Review: True Paradox

True ParadoxSummary: David Skeel argues that far from being a problem for Christians, the complexity of the world is in fact something best explained by the Christian faith. This book is helpful both for the person considering whether it makes sense to become a Christian as well as for Christians looking for ways to articulate how Christian faith makes sense of life’s deepest questions.

Many people consider that Christians are “simple minded” and that anything that is complex or poses intellectual challenges is problematic to the Christian believer. David Skeel takes an approach that is different from the very logical appeals of many apologists who appeal to cosmological arguments and arguments from design to demonstrate the case for Christian faith. Skeel argues that Christianity’s explanatory power to deal with the intangibles and paradoxes of the world as we actually experience it is greater than the materialist explanations that are the major alternative on offer

Following his introduction where he lays out this basic premise, he discusses five aspects of life for which this is so:

  1. Ideas and our Idea Making Capacity. Our idea of a cosmos ordered by God is far more than evolutionary survival alone warrants. He observes the interesting phenomenon of the unreasonable usefulness of mathematics, where equations end up mapping the physical world. There is also in this the challenging question for a true religion of articulating ideals of universal applicability and transformative power that transcends the world of particulars and difference. Skeel argues that the testimony of Christians from every culture is powerful argument for its capacity to handle this kind of complexity.
  2. Beauty and the Arts. Skeel contends that the appreciation of beauty and art as an accidental consequence of evolution is profoundly dissatisfying. Beauty points beyond the world, which often also has a certain ugliness, a sense of the world not being as it should. Christianity deals with the complexity of world not as its supposed to be and our longing for and sense of beauty.
  3. Suffering and Sensation. No where do we have a greater sense of a world not as it ought to be than in our experience of pain and suffering. Yet materialist explanations simply say that suffering is. Here, Skeel writes touchingly of his friend Bill Stuntz, with whom he planned to write this book, and Bill’s struggle with terminal colon cancer. He concludes the chapter with Stuntz’s words of God’s longing for the sufferer: “God is the Lover who will not rest until his arms enfold the beloved. . . .So I have found in the midst of pain and heartache and cancer” (p. 107).
  4. The Justice Paradox. David Skeel is a lawyer and here he observes that every society creates a justice system to bring about a more just social order–and all fail in varying degrees. Marxists thought they would eliminate greed when the working class gained control. After Civil Wars, Constitutional Amendments and Civil Rights legislation, racism remains a reality in America. Christian faith understands the limits of law to deal with human imperfection, that law serves best with a “light touch” and that reconciliation in Christ may accomplish what law cannot in the fabric of human relationships.
  5. Life and Afterlife. Here Skeel explores both our longing and disdain for heaven. True Christian hope brings earth and heaven together in a renewed creation where the beauties we have created and the justice we have pursued carry over with us and are perfected with us in this new creation.
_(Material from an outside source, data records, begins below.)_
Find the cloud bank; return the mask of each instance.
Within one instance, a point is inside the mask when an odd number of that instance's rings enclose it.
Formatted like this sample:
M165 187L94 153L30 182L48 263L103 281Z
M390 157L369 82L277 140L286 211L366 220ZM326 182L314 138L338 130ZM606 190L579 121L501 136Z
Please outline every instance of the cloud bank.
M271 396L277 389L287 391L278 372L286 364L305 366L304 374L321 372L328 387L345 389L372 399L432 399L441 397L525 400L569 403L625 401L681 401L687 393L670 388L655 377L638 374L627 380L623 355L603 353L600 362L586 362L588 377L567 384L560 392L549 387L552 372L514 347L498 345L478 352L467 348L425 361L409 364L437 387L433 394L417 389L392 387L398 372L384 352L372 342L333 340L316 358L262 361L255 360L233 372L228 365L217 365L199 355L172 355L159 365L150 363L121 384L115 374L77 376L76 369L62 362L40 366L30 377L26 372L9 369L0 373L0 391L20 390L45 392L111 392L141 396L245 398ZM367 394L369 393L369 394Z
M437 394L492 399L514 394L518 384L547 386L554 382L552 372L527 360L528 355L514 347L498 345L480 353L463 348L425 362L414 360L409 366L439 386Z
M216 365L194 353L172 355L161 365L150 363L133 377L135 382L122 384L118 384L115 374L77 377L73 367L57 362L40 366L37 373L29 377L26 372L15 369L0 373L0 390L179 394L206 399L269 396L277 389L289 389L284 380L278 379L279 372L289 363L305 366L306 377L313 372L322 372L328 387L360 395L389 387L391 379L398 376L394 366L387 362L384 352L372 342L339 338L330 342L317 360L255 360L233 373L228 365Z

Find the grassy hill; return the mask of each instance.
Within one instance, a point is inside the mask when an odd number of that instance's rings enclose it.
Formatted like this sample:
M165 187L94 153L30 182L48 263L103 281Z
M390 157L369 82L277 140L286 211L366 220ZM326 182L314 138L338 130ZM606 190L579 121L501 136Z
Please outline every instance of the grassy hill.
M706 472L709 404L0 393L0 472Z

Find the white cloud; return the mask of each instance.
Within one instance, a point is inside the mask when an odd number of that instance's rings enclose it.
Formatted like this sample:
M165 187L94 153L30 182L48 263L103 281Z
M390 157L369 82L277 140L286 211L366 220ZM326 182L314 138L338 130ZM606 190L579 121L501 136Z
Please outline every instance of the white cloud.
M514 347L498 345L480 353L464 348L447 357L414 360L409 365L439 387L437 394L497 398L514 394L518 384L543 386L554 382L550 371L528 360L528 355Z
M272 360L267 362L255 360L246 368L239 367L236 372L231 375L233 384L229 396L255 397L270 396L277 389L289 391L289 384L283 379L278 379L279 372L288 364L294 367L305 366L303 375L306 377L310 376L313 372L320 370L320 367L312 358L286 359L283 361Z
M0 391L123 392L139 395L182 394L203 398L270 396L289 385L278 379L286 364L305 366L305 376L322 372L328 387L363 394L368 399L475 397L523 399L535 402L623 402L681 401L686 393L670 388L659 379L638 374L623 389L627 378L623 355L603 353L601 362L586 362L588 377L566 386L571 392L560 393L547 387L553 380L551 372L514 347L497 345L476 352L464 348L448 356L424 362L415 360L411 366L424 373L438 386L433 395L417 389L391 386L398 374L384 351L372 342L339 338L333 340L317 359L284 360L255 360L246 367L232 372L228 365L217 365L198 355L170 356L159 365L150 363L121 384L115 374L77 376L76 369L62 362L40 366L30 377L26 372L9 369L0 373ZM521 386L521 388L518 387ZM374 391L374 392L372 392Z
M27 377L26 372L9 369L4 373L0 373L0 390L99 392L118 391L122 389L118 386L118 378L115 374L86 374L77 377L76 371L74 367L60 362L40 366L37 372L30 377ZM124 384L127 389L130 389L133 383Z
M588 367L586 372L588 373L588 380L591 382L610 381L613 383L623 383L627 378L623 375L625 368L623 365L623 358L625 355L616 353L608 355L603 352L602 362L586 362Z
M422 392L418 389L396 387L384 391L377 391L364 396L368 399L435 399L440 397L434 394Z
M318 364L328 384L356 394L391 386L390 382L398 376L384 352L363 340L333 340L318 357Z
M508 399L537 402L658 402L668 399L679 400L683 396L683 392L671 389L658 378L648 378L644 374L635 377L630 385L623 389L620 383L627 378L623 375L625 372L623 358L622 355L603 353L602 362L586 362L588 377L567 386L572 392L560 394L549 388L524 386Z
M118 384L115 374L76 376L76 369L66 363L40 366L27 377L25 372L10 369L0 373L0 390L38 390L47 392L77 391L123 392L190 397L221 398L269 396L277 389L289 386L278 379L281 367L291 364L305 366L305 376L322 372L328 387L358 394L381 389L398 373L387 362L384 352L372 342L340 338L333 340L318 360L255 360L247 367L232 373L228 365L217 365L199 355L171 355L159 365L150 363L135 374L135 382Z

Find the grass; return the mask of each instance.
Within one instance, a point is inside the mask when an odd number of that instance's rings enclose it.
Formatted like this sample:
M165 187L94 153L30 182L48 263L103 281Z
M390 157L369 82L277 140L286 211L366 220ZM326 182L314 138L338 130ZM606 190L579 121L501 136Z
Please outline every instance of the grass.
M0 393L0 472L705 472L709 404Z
He concludes with a word for the person willing to explore Christianity further, commending further reading, participating in Christian community, seeking the counsel of a thoughtful Christian about one’s questions, and finally, reading the Bible itself.

What I most appreciated about this book is Skeel’s approach of lifting the “case for Christianity” out of the realm of philosophical argument and evidence-based discussion. These have their place but what Skeel does is explore the large and complex canvas of life and his contention that Christianity in fact has the greatest capacity to cope with the complexity of that canvas.
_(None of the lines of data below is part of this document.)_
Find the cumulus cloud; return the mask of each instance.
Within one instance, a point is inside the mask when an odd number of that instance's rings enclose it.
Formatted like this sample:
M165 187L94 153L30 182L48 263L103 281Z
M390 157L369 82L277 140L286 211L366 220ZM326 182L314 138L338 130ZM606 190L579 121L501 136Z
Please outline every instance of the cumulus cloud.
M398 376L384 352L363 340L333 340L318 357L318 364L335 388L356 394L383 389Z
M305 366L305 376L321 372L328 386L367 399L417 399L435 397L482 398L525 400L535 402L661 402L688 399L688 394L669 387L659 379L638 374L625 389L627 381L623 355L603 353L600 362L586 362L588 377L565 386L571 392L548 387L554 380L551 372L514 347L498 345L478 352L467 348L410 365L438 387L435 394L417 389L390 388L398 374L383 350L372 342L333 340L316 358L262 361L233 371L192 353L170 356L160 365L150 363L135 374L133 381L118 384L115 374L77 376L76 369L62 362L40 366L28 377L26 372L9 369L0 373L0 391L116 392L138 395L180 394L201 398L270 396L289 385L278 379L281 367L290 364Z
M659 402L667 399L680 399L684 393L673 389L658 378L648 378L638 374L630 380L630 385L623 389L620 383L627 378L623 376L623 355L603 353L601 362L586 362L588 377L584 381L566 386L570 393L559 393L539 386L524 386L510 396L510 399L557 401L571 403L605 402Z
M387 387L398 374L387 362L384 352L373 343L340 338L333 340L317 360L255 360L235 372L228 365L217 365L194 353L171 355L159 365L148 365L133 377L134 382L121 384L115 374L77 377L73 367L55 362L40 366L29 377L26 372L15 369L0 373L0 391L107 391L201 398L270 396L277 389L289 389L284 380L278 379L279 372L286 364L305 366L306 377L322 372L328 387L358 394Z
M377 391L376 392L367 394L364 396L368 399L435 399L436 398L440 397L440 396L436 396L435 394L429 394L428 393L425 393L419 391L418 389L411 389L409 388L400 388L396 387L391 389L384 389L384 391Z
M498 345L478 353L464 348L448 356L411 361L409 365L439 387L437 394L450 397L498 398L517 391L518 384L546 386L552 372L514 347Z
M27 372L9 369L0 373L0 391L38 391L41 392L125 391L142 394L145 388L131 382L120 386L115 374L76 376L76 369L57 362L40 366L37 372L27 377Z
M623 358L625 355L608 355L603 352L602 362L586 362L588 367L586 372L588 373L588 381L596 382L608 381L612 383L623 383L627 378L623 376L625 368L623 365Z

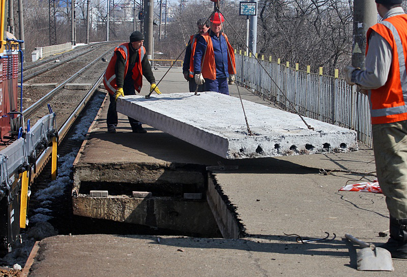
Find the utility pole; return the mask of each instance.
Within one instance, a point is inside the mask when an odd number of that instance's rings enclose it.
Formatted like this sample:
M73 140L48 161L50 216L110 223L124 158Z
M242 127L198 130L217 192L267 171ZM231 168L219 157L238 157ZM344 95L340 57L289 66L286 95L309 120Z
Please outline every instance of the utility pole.
M13 0L9 0L9 25L7 31L14 34L14 8L13 6Z
M56 44L56 24L55 16L55 0L49 0L49 45Z
M353 4L352 66L365 69L366 34L377 22L376 5L371 0L355 0Z
M71 0L71 42L72 46L75 45L75 0Z
M164 38L167 38L167 0L165 0L165 24L164 25Z
M89 43L89 8L91 6L91 0L88 0L88 9L86 15L86 43Z
M249 35L249 48L255 55L257 51L257 0L252 0L252 2L255 2L256 5L255 11L256 14L254 15L250 15L250 32Z
M133 0L133 32L136 30L136 0Z
M153 19L154 16L153 0L144 0L144 37L146 52L148 58L153 58Z
M20 31L20 40L24 41L24 18L23 17L22 0L18 0L18 26ZM23 54L25 54L25 43L23 42L20 45Z
M107 0L107 15L106 19L106 41L109 41L109 21L110 20L109 18L109 10L110 8L110 1Z
M161 40L161 16L162 15L162 0L160 0L160 25L158 26L158 41Z

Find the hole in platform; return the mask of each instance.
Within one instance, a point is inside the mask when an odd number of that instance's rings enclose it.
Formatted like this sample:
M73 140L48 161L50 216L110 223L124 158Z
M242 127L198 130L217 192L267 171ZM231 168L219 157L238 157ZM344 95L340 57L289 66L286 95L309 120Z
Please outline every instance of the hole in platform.
M197 181L194 184L82 182L79 196L72 199L77 227L59 231L222 237L205 187ZM91 190L107 190L109 196L91 197ZM151 192L153 196L133 198L132 191ZM186 199L187 193L190 199Z
M312 144L309 144L308 143L305 144L305 149L307 150L313 150L314 148L314 146Z
M280 144L278 144L277 143L276 143L275 144L274 144L274 149L276 149L277 150L279 150L280 149Z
An interesting back story to this book is that it was discussed and edited with the help of an atheist post-doctoral student, Patrick Arsenault, who is mentioned in the Acknowledgments. The story of this dialogue was covered in a recent New York Times article. My only critique is the thought that it would have been interesting to see the dialogue between the two more directly reflected in this book, which is only in Skeel’s voice. Otherwise, I found this an account that by turn was thought-provoking, eloquent, and tenderly human in its exploration of life’s big complexities and the life of faith.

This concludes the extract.